L'affection des français pour les "petites"  n'est pas un mariage d'amour. Certes, les petits véhicules ont beaucoup progressé en prestations, mais cette orientation est en grande partie dictée par la politique fiscale des pouvoirs publics, notamment le bonus-malus prétendument écologique calculé sur les consommations des voitures et les rejets de CO2 corrélés. Ce bonus-malus pénalise de facto les modèles d'une certaine taille et puissance. Une fiscalité de plus en plus discriminante sur les véhicules de société contribue aussi fortement à cette descente en gamme. Les discours politiques et médiatiques ambiants anti-automobiles ont aussi leur part dans cette évolution. Enfin, la crise joue également un rôle dans cette descente en gamme des clients.
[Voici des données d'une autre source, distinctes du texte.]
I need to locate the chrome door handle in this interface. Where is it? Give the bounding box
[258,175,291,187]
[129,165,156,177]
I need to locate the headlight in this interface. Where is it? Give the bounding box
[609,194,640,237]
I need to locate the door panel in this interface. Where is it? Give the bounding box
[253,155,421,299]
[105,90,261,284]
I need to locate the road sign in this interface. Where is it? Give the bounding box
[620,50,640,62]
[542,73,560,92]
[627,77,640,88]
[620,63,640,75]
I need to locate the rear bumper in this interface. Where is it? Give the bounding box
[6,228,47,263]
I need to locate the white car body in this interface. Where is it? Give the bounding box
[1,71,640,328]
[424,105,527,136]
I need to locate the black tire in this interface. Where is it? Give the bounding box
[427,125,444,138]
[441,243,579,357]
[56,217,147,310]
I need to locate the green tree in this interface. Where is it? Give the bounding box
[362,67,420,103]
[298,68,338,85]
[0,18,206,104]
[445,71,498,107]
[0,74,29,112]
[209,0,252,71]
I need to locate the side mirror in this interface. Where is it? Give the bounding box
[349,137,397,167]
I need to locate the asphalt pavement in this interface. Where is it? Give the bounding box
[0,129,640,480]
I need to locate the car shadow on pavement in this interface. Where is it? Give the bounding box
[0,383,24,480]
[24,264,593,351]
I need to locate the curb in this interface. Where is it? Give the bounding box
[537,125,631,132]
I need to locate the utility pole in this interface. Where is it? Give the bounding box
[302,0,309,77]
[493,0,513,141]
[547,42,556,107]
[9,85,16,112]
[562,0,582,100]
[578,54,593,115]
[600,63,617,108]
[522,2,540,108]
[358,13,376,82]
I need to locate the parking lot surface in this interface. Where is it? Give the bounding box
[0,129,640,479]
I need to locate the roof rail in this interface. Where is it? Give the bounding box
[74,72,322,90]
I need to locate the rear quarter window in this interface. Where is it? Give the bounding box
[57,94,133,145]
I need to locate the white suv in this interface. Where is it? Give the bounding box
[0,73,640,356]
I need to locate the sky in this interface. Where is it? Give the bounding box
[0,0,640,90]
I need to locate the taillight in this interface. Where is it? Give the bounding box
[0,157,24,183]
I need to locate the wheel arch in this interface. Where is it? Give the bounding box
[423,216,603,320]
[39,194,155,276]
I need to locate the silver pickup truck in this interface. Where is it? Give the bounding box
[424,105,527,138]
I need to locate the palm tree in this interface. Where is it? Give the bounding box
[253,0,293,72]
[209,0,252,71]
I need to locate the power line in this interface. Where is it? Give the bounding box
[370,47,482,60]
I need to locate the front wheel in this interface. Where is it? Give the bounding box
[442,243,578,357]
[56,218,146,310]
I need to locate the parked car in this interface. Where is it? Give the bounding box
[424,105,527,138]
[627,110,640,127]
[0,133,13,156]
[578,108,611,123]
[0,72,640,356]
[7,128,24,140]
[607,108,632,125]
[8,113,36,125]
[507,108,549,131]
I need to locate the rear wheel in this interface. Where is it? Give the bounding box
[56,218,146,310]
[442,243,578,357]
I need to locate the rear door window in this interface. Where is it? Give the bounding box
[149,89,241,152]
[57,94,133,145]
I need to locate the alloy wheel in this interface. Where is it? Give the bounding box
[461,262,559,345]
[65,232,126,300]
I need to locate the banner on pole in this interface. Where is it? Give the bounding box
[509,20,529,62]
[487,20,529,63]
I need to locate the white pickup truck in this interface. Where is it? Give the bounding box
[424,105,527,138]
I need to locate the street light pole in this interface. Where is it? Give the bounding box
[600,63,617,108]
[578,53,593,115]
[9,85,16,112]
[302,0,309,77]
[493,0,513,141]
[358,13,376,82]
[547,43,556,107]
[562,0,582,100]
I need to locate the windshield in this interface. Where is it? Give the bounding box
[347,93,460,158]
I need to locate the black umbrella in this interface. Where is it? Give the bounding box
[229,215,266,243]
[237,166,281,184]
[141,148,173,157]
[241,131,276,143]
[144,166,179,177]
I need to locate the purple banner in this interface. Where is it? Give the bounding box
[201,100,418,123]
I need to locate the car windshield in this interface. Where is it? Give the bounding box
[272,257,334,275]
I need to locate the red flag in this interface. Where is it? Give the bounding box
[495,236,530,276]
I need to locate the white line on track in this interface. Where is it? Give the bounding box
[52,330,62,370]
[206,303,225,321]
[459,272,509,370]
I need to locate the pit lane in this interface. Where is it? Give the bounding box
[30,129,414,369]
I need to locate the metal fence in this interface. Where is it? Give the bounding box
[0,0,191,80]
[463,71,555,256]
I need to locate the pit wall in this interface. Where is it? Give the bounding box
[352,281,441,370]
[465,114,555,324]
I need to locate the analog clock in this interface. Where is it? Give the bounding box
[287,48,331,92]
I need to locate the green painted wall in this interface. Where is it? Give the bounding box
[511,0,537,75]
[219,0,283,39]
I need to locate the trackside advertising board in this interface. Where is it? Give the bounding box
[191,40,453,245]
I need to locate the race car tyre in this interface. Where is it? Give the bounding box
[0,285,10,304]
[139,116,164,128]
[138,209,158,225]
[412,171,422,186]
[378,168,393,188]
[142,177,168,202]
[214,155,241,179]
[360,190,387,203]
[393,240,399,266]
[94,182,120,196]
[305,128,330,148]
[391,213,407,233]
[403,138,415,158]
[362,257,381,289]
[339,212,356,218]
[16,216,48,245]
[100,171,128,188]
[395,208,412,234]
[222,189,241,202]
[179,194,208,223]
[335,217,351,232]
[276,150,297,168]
Pas étonnant, dans ces conditions, que Renault et PSA soient de plus en plus des spécialistes de petits véhicules.... Cette évolution est a priori favorable aux marques tricolores en France. Les onze modèles les plus vendus sur onze mois dans l'Hexagone  étaient produits par des groupes français. La Renault Clio est la voiture la plus vendue en France (68.973 immatriculations de janvier à août), devant la Peugeot 208 (55.545), le "SUV" urbain Renault Captur (40.261), la Citroën C3 (39.789) et la compacte Peugeot 308 (37.216).

Défavorable à la production en France

Malheureusement, le triomphe des  petits véhicules dans l'Hexagone n'est paradoxalement pas favorable au  "made in France". Très sensibles aux coûts du travail élevés en France, ces petits modèles sont effectivement en grande partie produits à l'étranger ! C'est le paradoxe français d'une production automobile dans l'Hexagone qui a chuté de moitié en dix ans. Les Dacia à bas coûts de Renault destinées à l'Europe sont fabriquées à Pitesti, en Roumanie, et à Tanger, au Maroc. La nouvelle petite Renault Twingo est assemblée à Novo Mesto en Slovénie. 60% des Clio sont fabriquées à Bursa, en Turquie. Le petit "crossover " Captur est assemblé à Valladolid, en Espagne.

Les 208 vendues en France sont certes fabriquées pour une bonne part dans l'Hexagone, tout comme la totalité des C3.  Mais le nouveau patron de PSA, Carlos Tavares, a annoncé récemment que les futurs petits véhicules "généralistes" du groupe seraient assemblés hors de France. Quant aux 108 et C1, elles proviennent de République tchèque, la C3 Picasso de Slovaquie. Les modèles délaissés de gamme moyenne ou supérieure  étaient en revanche traditionnellement au coeur du savoir-faire des usines françaises.

Leur mévente progressive a ruiné le site normand de Sandouville (Renault) obligé de réduire la voilure et de se reconvertir dans les utilitaires. Il fait également plonger les volumes du site breton de Rennes (PSA), dont l'avenir est incertain. La polarisation extrême du marché français sur les "petites" à très faibles marges - sauf les Dacia à bas coûts - est donc une mauvaise affaire, in fine, pour le "made in France".